Cette photo d’un trou noir est donc une découverte scientifique majeure...

J’attends avec impatience de voir cette image de mes propres yeux.  Le fait d’observer depuis la Terre  le trou noir qui se trouve au centre de notre galaxie est quelque chose d’incroyable. Cela équivaut à regarder un grain de pavot à 4000 kilomètres.

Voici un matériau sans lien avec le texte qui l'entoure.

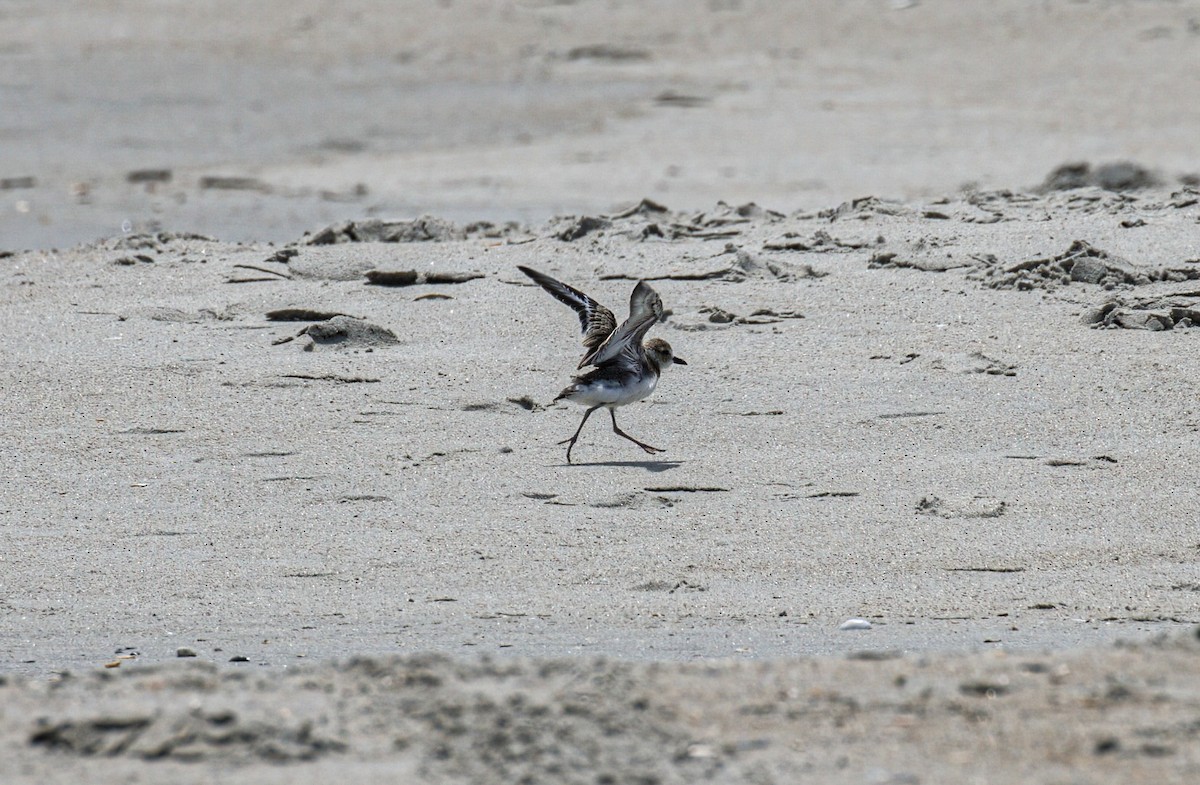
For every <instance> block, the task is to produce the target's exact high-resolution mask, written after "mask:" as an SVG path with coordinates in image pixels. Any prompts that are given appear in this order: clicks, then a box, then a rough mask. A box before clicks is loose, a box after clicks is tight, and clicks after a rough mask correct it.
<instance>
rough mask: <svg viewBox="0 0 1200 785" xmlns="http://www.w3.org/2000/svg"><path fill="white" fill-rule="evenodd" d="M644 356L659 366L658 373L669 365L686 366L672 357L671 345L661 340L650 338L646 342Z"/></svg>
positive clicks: (668, 343)
mask: <svg viewBox="0 0 1200 785" xmlns="http://www.w3.org/2000/svg"><path fill="white" fill-rule="evenodd" d="M646 354H647V355H649V358H650V359H652V360H653V361H654V364H655V365H658V366H659V370H660V371H661V370H662V368H665V367H666V366H668V365H671V364H674V365H688V364H686V362H684V361H683V360H680V359H679V358H677V356H676V355H674V352H672V350H671V344H670V343H667V342H666V341H664V340H662V338H650V340H649V341H647V342H646Z"/></svg>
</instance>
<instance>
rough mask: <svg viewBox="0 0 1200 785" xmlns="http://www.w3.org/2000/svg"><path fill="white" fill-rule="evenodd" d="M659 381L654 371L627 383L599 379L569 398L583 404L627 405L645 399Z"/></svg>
mask: <svg viewBox="0 0 1200 785" xmlns="http://www.w3.org/2000/svg"><path fill="white" fill-rule="evenodd" d="M658 383H659V377H658V376H656V374H654V373H643V374H642V376H641V378H637V379H630V380H629V383H626V384H618V383H617V382H616V380H610V379H599V380H595V382H592V383H590V384H588V385H587V386H584V388H583V389H581V390H580V391H578V393H576V394H575V395H572V396H570V399H569V400H571V401H574V402H576V403H582V405H583V406H625V405H626V403H632V402H634V401H641V400H642V399H644V397H646V396H647V395H649V394H650V393H653V391H654V388H655V385H656V384H658Z"/></svg>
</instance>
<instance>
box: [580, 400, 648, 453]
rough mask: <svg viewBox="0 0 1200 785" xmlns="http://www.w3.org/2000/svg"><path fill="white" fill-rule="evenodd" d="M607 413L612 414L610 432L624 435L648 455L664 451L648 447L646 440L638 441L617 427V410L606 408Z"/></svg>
mask: <svg viewBox="0 0 1200 785" xmlns="http://www.w3.org/2000/svg"><path fill="white" fill-rule="evenodd" d="M588 414H590V412H588ZM608 414H611V415H612V432H613V433H616V435H617V436H624V437H625V438H626V439H629V441H630V442H632V443H634V444H636V445H637V447H640V448H642V449H643V450H646V451H647V453H649V454H650V455H654V454H655V453H666V450H664V449H662V448H660V447H650V445H649V444H647V443H646V442H638V441H637V439H635V438H634V437H631V436H630V435H629V433H625V432H624V431H622V430H620V429H619V427H617V412H614V411H613V409H608Z"/></svg>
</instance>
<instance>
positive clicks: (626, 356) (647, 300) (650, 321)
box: [580, 281, 662, 368]
mask: <svg viewBox="0 0 1200 785" xmlns="http://www.w3.org/2000/svg"><path fill="white" fill-rule="evenodd" d="M661 318H662V298H660V296H659V293H658V292H655V290H654V289H652V288H650V284H649V283H647V282H646V281H638V282H637V286H636V287H634V293H632V294H631V295H629V318H628V319H625V322H624V324H622V325H620V326H619V328H617V329H616V330H613V331H612V332H611V334H610V335H608V338H607V340H606V341H605V342H604V343H601V344H600V346H598V347H595V349H593V350H592V352H590V353H589V354H587V355H584V358H583V359H582V360H581V361H580V367H581V368H582V367H583V366H584V365H604V364H606V362H614V361H616V362H629V364H630V365H635V366H636V365H640V364H641V359H642V350H643V349H642V338H643V337H646V331H647V330H649V329H650V328H652V326H653V325H654V323H655V322H658V320H659V319H661Z"/></svg>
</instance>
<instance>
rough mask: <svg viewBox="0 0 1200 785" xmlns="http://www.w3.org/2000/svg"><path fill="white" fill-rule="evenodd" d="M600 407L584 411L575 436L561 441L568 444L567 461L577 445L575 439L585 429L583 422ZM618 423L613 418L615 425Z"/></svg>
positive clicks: (561, 443) (595, 407) (565, 444)
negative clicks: (574, 448)
mask: <svg viewBox="0 0 1200 785" xmlns="http://www.w3.org/2000/svg"><path fill="white" fill-rule="evenodd" d="M599 408H600V407H599V406H593V407H592V408H590V409H588V411H587V412H584V413H583V419H582V420H581V421H580V427H577V429H576V430H575V436H572V437H571V438H569V439H563V441H562V442H559V444H565V445H566V462H568V463H570V462H571V448H572V447H575V441H576V439H578V438H580V433H581V432H582V431H583V424H584V423H587V421H588V418H589V417H592V413H593V412H595V411H596V409H599ZM616 424H617V421H616V420H613V425H616Z"/></svg>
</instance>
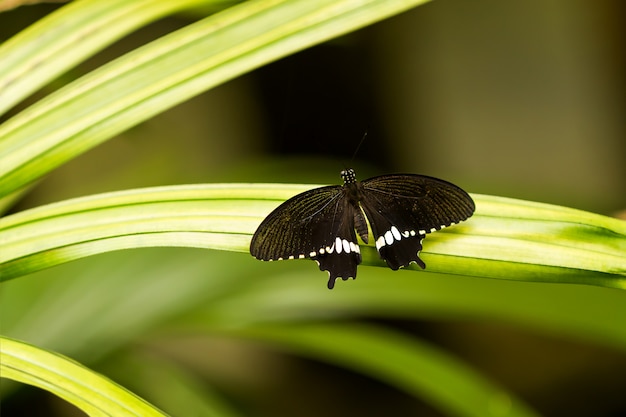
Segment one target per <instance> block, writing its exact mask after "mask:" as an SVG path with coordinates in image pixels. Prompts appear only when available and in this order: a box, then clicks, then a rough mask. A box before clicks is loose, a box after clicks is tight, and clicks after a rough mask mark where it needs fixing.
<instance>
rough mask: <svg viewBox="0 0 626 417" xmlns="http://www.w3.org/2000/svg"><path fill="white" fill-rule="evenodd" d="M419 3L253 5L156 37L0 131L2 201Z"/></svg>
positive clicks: (25, 114) (242, 6) (335, 2)
mask: <svg viewBox="0 0 626 417" xmlns="http://www.w3.org/2000/svg"><path fill="white" fill-rule="evenodd" d="M424 1H425V0H369V1H363V0H317V1H310V0H252V1H247V2H244V3H242V4H240V5H237V6H234V7H231V8H229V9H227V10H225V11H223V12H220V13H217V14H215V15H213V16H210V17H208V18H206V19H203V20H201V21H199V22H196V23H194V24H192V25H189V26H187V27H185V28H183V29H180V30H178V31H176V32H174V33H171V34H170V35H168V36H164V37H163V38H160V39H158V40H156V41H154V42H152V43H150V44H148V45H146V46H144V47H142V48H139V49H137V50H135V51H132V52H130V53H128V54H126V55H124V56H122V57H120V58H119V59H116V60H115V61H113V62H111V63H109V64H108V65H105V66H103V67H101V68H99V69H98V70H95V71H93V72H91V73H89V74H87V75H86V76H84V77H82V78H81V79H79V80H77V81H75V82H73V83H71V84H70V85H68V86H67V87H65V88H62V89H61V90H58V91H57V92H55V93H53V94H51V95H50V96H48V97H46V98H45V99H43V100H41V101H39V102H37V103H36V104H34V105H33V106H31V107H30V108H28V109H26V110H25V111H23V112H21V113H19V114H17V115H16V116H15V117H13V118H11V119H9V120H8V121H7V122H5V123H4V124H3V125H2V126H0V138H2V139H1V140H0V160H2V164H1V165H0V198H2V197H3V196H5V195H7V194H10V193H11V192H13V191H15V190H18V189H21V188H23V187H25V186H26V185H28V184H29V183H31V182H33V181H35V180H37V179H38V178H40V177H41V176H42V175H44V174H45V173H47V172H49V171H51V170H53V169H54V168H56V167H58V166H59V165H61V164H63V163H65V162H67V161H69V160H70V159H72V158H74V157H76V156H77V155H79V154H81V153H83V152H85V151H87V150H88V149H90V148H92V147H94V146H96V145H98V144H99V143H102V142H103V141H105V140H107V139H109V138H111V137H113V136H114V135H116V134H118V133H120V132H123V131H124V130H126V129H128V128H130V127H132V126H135V125H137V124H138V123H140V122H142V121H144V120H146V119H148V118H150V117H152V116H154V115H156V114H158V113H160V112H162V111H164V110H166V109H169V108H171V107H173V106H175V105H176V104H178V103H181V102H183V101H185V100H188V99H189V98H191V97H194V96H196V95H198V94H200V93H202V92H203V91H206V90H208V89H210V88H211V87H215V86H217V85H219V84H221V83H224V82H225V81H228V80H230V79H233V78H235V77H237V76H239V75H241V74H244V73H246V72H248V71H250V70H252V69H254V68H258V67H259V66H261V65H263V64H266V63H268V62H271V61H274V60H276V59H278V58H281V57H284V56H286V55H289V54H291V53H293V52H296V51H299V50H302V49H304V48H306V47H309V46H312V45H314V44H316V43H320V42H323V41H325V40H328V39H331V38H333V37H337V36H339V35H342V34H345V33H348V32H350V31H353V30H356V29H358V28H361V27H363V26H366V25H368V24H371V23H373V22H376V21H379V20H382V19H384V18H386V17H389V16H391V15H393V14H396V13H399V12H401V11H404V10H407V9H409V8H411V7H413V6H416V5H418V4H421V3H424ZM121 3H124V2H121ZM118 7H122V5H119V4H118ZM80 16H81V15H80V14H79V13H78V12H77V13H76V16H75V15H73V14H71V13H68V14H67V15H66V16H65V18H66V19H75V18H80ZM51 19H53V18H51ZM16 43H17V44H16V45H14V47H15V48H17V47H20V45H24V44H26V45H30V44H29V42H28V38H27V39H26V40H23V41H21V42H16ZM1 61H3V56H2V55H0V62H1ZM11 80H12V78H10V77H9V78H8V81H9V82H12V81H11ZM2 83H5V84H6V83H7V80H6V79H5V80H2V79H0V85H2Z"/></svg>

Mais il serait cependant étonnant que la photo soit foncièrement différente des représentations que nous en avions avec les simulations numériques. Je ne sais donc pas ce que nous pourrons réellement en tirer sur le plan scientifique proprement dit. Il faudrait que la qualité du cliché soit suffisante pour déterminer la taille exacte de la silhouette du trou noir. Dans ce cas, nous pourrons en déduire le spin, c’est-à-dire la vitesse de rotation. C’est la dernière chose que nous ignorons sur la nature des trous noirs.

Doit-on s’attendre à d’autres photos de trou noir dans le futur ?

A moins d’un miracle technologique, pour de nombreuses années à venir, c’est terminé. Hormis Sagittarius A*, le trou noir au cœur de notre galaxie et qui pourrait être photographié par le projet européen Gravity, tous les autres trous noirs de notre galaxie sont trop petits pour que nous puissions les observer depuis la Terre. 

Ce n’est pas la faute des scientifiques, c’est la faute de l’univers. Il y a beaucoup de trous noirs mais ceux qui sont proches sont trop petits, alors que ceux qui sont énormes sont beaucoup trop éloignés.